La consommation mondiale de vins rosés ne cesse de progresser

Établie à 22,7 millions d’hectolitres en 2014, la consommation de vins rosés enregistre une hausse de + 20 % depuis 2002. Elle représente 10 % de la consommation de vins tranquilles. L’offre et la demande mondiale était à l’équilibre en 2013, la production 2014 devient légèrement supérieure à la consommation. 

Cette augmentation du marché mondial s’explique principalement par les hausses de consommation constatées en France et aux USA, deux pays concentrant la moitié de la consommation mondiale. Néanmoins la consommation de vins rosés se mondialise, notamment dans les pays d’Europe du Nord, au Canada et à Hong-Kong. 

Selon les travaux de l’observatoire mondial du rosé, la part des vins rosés dans la consommation totale de vins tranquilles se retrouve la plus élevée, de près de 10 % en moyenne, parmi les jeunes générations et davantage aussi dans la population féminine. Si la production était auparavant essentiellement destinée à l’autoconsommation, la part des produits exportés n’a cessé de progresser, portant désormais sur le tiers des volumes produits, à l’identique du marché global. 

La France premier pays consommateur et premier producteur mondial

La France demeure de loin le premier pays consommateur de vins rosés au monde, avec 8,1 millions d’hectolitres, devant les États-Unis avec 3,1 millions d’hectolitres consommés en 2014. Notre consommation a bondi de 43 %, entre 2002 et 2014 portant la part des vins rosés à 30 % de la consommation de vins tranquilles.

Avec 7,6 millions d’hectolitres produits, la France demeure le premier producteur mondial, devant importer un peu plus chaque année pour satisfaire sa demande interne, le faisant aussi premier importateur mondial. 
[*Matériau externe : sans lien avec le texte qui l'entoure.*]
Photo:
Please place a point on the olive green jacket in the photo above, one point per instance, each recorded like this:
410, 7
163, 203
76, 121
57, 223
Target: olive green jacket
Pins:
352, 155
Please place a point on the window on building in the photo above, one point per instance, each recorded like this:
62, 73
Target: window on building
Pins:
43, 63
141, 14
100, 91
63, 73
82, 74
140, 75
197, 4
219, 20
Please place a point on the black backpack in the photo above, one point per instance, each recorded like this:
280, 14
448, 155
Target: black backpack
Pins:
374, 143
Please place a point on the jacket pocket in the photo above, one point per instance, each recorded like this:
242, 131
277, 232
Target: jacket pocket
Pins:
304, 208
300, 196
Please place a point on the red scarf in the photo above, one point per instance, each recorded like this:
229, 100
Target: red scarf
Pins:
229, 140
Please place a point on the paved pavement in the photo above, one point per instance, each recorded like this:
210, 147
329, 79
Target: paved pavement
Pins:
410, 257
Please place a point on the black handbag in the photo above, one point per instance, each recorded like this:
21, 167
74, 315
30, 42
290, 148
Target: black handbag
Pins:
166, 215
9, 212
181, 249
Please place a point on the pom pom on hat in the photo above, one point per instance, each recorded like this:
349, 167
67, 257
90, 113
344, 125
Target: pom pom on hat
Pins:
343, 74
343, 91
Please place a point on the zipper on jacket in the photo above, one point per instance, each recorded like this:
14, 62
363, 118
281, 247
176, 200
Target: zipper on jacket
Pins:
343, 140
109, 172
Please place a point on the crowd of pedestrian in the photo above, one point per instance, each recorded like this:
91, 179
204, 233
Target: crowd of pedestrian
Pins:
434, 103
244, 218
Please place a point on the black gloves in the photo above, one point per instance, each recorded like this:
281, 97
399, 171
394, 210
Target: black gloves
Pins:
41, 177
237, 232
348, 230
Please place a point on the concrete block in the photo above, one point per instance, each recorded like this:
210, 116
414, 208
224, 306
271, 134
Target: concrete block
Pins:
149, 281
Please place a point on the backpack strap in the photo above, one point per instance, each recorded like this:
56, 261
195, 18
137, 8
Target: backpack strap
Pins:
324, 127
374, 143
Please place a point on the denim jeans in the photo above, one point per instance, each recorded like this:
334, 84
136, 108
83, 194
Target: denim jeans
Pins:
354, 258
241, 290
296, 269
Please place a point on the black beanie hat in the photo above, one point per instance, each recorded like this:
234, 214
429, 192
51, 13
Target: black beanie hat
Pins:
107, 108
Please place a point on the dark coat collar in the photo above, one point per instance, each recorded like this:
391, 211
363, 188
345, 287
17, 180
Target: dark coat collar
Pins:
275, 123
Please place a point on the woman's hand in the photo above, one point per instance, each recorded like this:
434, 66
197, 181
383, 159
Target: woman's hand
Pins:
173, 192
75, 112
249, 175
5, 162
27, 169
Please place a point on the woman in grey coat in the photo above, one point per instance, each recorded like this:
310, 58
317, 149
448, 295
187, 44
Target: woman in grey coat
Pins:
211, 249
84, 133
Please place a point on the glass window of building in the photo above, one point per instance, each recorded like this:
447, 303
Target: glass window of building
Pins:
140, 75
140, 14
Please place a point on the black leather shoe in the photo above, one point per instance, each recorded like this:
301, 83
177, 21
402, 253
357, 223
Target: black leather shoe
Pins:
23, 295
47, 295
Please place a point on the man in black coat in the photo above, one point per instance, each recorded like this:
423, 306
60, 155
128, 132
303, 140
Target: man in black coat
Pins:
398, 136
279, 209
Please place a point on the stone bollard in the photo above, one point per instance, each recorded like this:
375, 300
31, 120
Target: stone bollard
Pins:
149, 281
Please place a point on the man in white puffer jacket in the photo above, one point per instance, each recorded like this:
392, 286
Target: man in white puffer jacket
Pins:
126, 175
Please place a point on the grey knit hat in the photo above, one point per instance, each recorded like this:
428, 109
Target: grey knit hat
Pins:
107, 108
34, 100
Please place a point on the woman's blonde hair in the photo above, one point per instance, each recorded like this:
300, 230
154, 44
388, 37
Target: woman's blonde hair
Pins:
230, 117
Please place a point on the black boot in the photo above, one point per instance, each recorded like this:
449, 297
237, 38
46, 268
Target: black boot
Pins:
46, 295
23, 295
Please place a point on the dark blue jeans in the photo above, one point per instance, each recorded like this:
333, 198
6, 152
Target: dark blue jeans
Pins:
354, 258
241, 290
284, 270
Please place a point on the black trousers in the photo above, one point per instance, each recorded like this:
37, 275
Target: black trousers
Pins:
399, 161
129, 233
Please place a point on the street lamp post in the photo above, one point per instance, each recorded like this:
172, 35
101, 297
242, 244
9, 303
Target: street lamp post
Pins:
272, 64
Qui boit du rosé en France et Quand 

Contrairement aux autres pays consommateurs, la consommation de vins rosés apparaît davantage transgénérationnelle, bien que les jeunes de la génération millénium déclarent en consommer une proportion plus élevée. Les vins rosés rencontrent un franc succès auprès des jeunes car ils bénéficient d’un positionnement prix attractif et d’une plus grande accessibilité en termes de goût car plus frais et fruités.

Les régions Provence-Alpes-Côte d’Azur et Ile de France s’affichent assez logiquement premières régions consommatrices de vins rosés, suivies plus étonnamment par les Pays de Loire et la Bretagne. Cette dernière plutôt suracheteuse de bag-in-box enregistre la plus forte progression de ventes en grande distribution en 2014. 
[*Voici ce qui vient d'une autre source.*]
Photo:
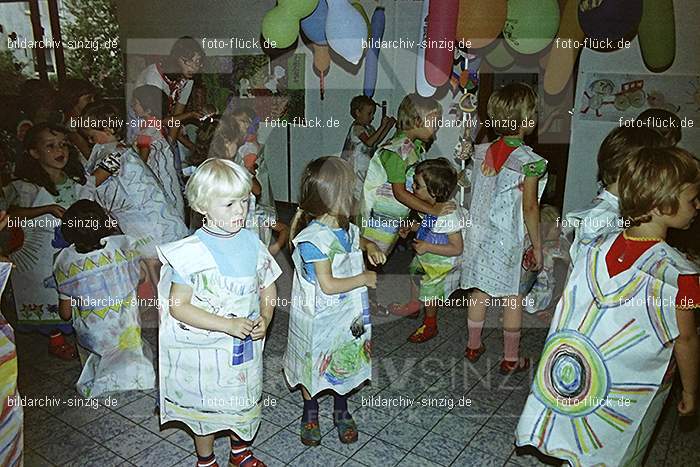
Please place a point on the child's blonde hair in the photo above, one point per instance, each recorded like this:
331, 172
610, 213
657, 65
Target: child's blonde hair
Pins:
621, 144
413, 111
655, 179
326, 188
511, 106
216, 178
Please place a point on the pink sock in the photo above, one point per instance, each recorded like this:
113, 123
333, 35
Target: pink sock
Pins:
475, 328
511, 345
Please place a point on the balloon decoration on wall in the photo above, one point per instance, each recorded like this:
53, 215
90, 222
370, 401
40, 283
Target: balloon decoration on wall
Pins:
314, 25
346, 29
657, 35
372, 57
442, 27
531, 26
480, 22
609, 22
423, 88
562, 60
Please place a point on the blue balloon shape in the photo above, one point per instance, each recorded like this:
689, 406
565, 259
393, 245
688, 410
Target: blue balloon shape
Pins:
372, 58
314, 25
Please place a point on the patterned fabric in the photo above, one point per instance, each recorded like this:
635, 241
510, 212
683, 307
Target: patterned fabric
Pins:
207, 380
439, 275
33, 285
11, 432
101, 286
329, 343
382, 214
358, 154
598, 389
136, 199
496, 239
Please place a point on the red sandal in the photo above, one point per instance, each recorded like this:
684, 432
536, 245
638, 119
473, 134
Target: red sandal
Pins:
410, 309
511, 368
473, 355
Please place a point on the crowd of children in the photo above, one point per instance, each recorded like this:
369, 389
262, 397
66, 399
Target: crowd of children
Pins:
102, 213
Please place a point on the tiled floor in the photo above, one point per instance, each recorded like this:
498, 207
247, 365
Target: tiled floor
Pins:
123, 430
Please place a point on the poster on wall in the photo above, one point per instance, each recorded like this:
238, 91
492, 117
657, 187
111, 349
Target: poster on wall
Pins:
608, 97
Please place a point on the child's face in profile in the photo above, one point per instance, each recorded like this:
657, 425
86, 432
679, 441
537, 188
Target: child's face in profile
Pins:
688, 205
421, 191
51, 150
365, 115
227, 214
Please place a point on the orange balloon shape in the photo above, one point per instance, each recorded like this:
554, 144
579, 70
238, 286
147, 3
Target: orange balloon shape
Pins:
480, 21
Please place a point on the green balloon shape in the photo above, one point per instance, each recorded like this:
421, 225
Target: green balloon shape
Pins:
280, 26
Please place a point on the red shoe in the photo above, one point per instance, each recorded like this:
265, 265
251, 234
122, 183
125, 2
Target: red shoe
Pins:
58, 347
410, 309
511, 368
423, 334
473, 355
245, 459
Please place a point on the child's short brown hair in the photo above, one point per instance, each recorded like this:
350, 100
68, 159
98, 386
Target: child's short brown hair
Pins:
654, 179
666, 123
414, 110
619, 145
439, 176
358, 103
511, 106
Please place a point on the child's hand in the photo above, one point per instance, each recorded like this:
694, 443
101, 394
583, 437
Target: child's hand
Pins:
55, 210
259, 328
370, 279
442, 209
239, 327
374, 255
687, 404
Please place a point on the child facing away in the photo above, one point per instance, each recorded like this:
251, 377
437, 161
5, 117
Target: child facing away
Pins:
363, 139
602, 216
329, 344
49, 179
133, 196
627, 310
508, 179
97, 276
386, 194
215, 308
438, 245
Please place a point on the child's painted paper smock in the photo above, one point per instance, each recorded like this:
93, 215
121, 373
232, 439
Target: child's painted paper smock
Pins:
322, 350
602, 217
11, 442
496, 238
439, 275
136, 199
210, 380
101, 286
382, 213
33, 285
598, 388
La consommation de vins rosés auparavant essentiellement estivale, avec un doublement des volumes tend à se désaisonnaliser, par des consommations faites hors repas. 

La consommation des vins rosés en France : une vague de fond qui s'exporte

Comment se structure l'offre du marché 

Les régions Rhône-Provence et Languedoc-Roussillon représentent à elles seules près de 70 % de la production nationale, presque à parts égales. Les vins rosés français sont à 44 % des vins d’appellation (AOP), 45 % des vins de pays (IGP) et 11 % sans indication géographique (VSIG).

répartition des vents en volume

La répartition des ventes en grande distribution présente un profil sensiblement modifié par les ventes de boissons aromatisées à base de vins rosés qui ont connu un fort engouement ces dernières années et représentent 7 % du marché et par celles de vins importés.

Sur 2015, la croissance des ventes en grande distribution sera à nouveau d’un peu plus de 2 %, la croissance des vins IGP s’essoufflant sensiblement.

Au niveau des appellations, les vins de Provence-Corse font la course en tête avec 35 % des volumes, suivi des vins de Loire (18 %) et du Rhône (12 %). Ces AOC concentrent 90 % des volumes commercialisés en grande distribution.

De nombreuses innovations produit ont fortement animé ce marché 

Le lancement des conditionnements bag-in-box a contribué à accompagner la croissance des vins rosés facilitant leur consommation et leur conservation plusieurs jours après ouverture, sur les lieux de vacances. Le positionnement prix modéré des vins rosés en bag-in-box permettait d’afficher un prix unitaire toujours accessible, malgré de grands conditionnements. 

Les progrès technologiques en matière de vinification pour limiter les phénomènes oxydatifs, par la maîtrise des températures et des conditions d’embouteillage ont fait considérablement évoluer les qualités des vins rosés, jugés plus aromatiques et fruités, et aussi moins colorés, la couleur pâle étant un critère recherché, souvent identifié aux appellations de Provence. 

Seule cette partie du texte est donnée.